Calcium supplements only work properly if they are in balance with ANOTHER mineral – magnesium.
If you want to help your body absorb calcium, then magnesium is essential. Basically, magnesium is needed for calcium absorption. Without enough magnesium, calcium can collect in the soft tissues and cause one type of arthritis. But taking more calcium is not the answer; it only amplifies the problem. In fact, excessive calcium intake and insufficient magnesium can contribute to arthritis. Magnesium taken in proper dosages can solve the problem of calcium deficiency.
The trouble is, modern food production has stripped away a lot of the magnesium from our diet. Fertilisers are the chief culprit. They are full of potassium. The companies that make fertilisers use it because it helps plants to grow.
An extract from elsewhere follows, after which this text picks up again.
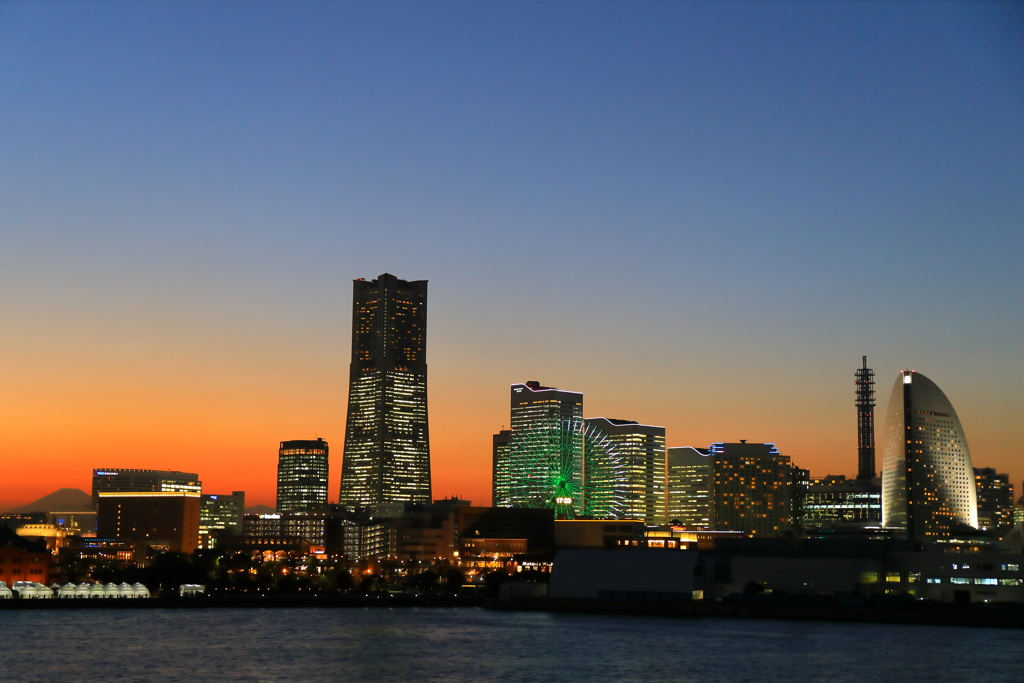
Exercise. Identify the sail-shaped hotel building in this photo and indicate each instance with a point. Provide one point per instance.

But, it stops plants from absorbing magnesium. And that means we’re eating less magnesium on a daily basis. The other problem, is that we don’t eat as many nuts, wholegrains and seeds as we used to – these are key sources of magnesium.
Not only is magnesium sorely lacking in our diet, it’s missing from many calcium supplements too, rendering them useless.
So here’s what you need to do…
- Always check if your calcium supplement has magnesium in it
- Increase your intake of nuts, wholegrain and seeds – avoid white bread, salted nuts and anything too processed.
Eat more salmon, sardines and other oily fish. - Eat well-grown vegetables from healthy soils… this means organic, or well-famed non-organic soil. I appreciate that this may be a more expensive option, but see what you can do. Your health is worth it.
- Get out of the supermarket whenever possible – shop at the farmer’s market or local markets instead. These simple strategies should get more magnesium and calcium into your body. This will help protect your bones as you get older.
Why the over 35s can’t get enough calcium
It’s estimated that you absorb 60% of your dietary calcium during your childhood and early adulthood. Think of it like a retirement savings account. Your body stores it up when you’re young to protect you in the future.
So imagine the effect of millions of youngsters NOT getting enough calcium early on in life. This is yet another ticking health time-bomb. A lack of calcium can lead to bone diseases like osteoporosis and chronic problems like muscle cramps. It also makes it harder and slower for you to recover from illness, injuries and operations.
What does this mean for you and me?
Well, it means we have an uphill struggle to get our vital calcium from food. Our ageing bodies need as much help as possible to absorb it. One obvious option is to increase your intake of calcium-rich foods. These include milk, cheese, sardines, yoghurt, spinach, salmon, broccoli.
The second option is to take a calcium supplement… perhaps you do already.
Then make sure your supplement is also balanced with magnesium.